The discovery of Beyond the Standard Model (BSM) is a major subject of many experiments, such as the ATLAS and CMS experiments with the Large Hadron Collider, which has the world's highest centre-of-mass energy.　Many types of BSM models have been proposed to solve the issues of the Standard Model.　Many of them have some or many model parameters, e.g. the Minimal Supersymmetric Standard Model, which is one of the most famous BSM models, has more than 100 model parameters.　These model parameters are free parameters; they cannot be predicted from theories and need to be determined experimentally.

Data analysis of BSM model searches involves comparing observed experimental data with a particular BSM model.　If the BSM model parameters are multidimensional, it is difficult to perform an analysis covering the whole phase space.　Instead, it is often performed by fixing all the model parameters except for one or two interesting parameters to focus on, or by using community defined benchmark points, resulting in phase space holes that are not covered by the search.
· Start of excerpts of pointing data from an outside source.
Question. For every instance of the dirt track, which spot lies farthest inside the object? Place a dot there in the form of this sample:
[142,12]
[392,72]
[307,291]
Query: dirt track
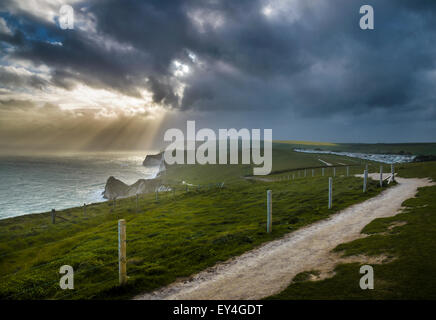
[271,267]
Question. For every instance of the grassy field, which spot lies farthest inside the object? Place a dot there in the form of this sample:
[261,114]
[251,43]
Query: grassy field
[175,236]
[411,275]
[284,160]
[386,148]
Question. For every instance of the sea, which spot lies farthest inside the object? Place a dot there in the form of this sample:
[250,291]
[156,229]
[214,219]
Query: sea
[39,183]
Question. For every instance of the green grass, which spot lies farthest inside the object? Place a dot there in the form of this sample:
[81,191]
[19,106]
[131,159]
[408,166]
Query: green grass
[174,237]
[386,148]
[411,275]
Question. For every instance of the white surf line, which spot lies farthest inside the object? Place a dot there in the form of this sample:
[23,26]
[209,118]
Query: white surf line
[325,162]
[270,268]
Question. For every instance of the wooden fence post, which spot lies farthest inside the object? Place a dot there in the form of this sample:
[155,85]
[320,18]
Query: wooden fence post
[330,192]
[269,211]
[53,216]
[365,178]
[122,259]
[381,176]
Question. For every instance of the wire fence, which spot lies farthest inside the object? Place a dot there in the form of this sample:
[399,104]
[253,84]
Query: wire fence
[172,194]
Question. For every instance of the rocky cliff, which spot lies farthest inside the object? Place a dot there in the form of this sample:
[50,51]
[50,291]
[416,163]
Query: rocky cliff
[117,189]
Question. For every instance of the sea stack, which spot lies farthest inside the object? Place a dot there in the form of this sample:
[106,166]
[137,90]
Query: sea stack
[155,160]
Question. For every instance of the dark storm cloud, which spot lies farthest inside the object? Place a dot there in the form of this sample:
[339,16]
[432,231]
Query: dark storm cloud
[317,64]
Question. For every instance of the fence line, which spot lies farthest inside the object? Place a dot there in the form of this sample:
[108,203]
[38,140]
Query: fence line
[122,238]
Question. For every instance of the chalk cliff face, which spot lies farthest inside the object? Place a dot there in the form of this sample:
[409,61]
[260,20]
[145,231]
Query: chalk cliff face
[154,160]
[117,189]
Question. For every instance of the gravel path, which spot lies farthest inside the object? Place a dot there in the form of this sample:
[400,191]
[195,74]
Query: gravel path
[270,268]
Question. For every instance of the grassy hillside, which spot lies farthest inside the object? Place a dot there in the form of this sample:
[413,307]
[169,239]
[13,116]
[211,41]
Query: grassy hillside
[386,148]
[409,276]
[284,160]
[172,237]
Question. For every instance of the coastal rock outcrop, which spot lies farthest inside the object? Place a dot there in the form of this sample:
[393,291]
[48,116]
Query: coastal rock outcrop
[155,160]
[117,189]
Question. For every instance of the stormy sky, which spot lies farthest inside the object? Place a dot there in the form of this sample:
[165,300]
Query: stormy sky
[130,69]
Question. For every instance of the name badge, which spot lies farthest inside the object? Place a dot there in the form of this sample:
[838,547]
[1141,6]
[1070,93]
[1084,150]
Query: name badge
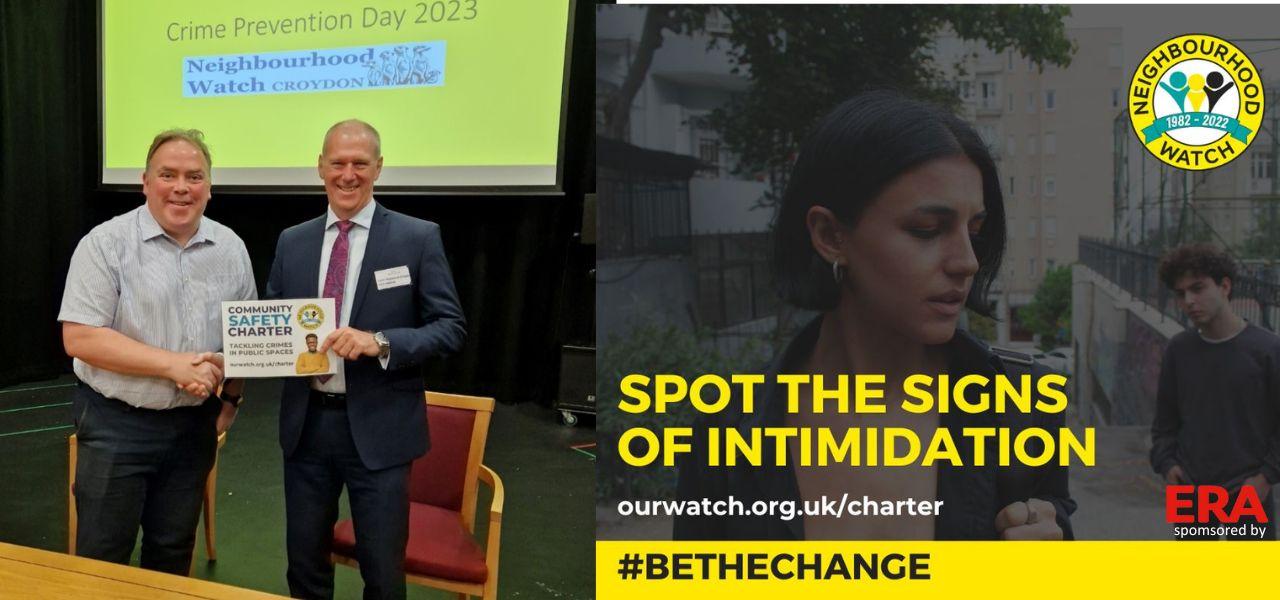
[392,278]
This talk presents a parameter scan technique for BSM signal models based on normalizing flow.　Normalizing flow is a type of deep learning model that transforms a simple probability distribution into a complex probability distribution as an invertible function.　By learning an invertible transformation between a complex multidimensional distribution, such as experimental data observed in collider experiments, and a multidimensional normal distribution, the normalizing flow model gains the ability to sample (or generate) pseudo experimental data from random numbers and to evaluate a log-likelihood value from multidimensional observed events.　The normalizing flow model can also be extended to take multidimensional conditional variables as arguments.　Thus, the normalizing flow model can be used as a generator and evaluator of pseudo experimental data conditioned by the BSM model parameters.　The log-likelihood value, the output of the normalizing flow model, is a function of the conditional variables.　Therefore, the model can quickly calculate gradients of the log-likelihood to the conditional variables.　Following this property, it is expected that the most likely set of conditional variables that reproduce the experimental data, i.e. the optimal set of parameters for the BSM model, can be efficiently searched.　This paper demonstrates this on a simple dataset and discusses its limitations and future extensions.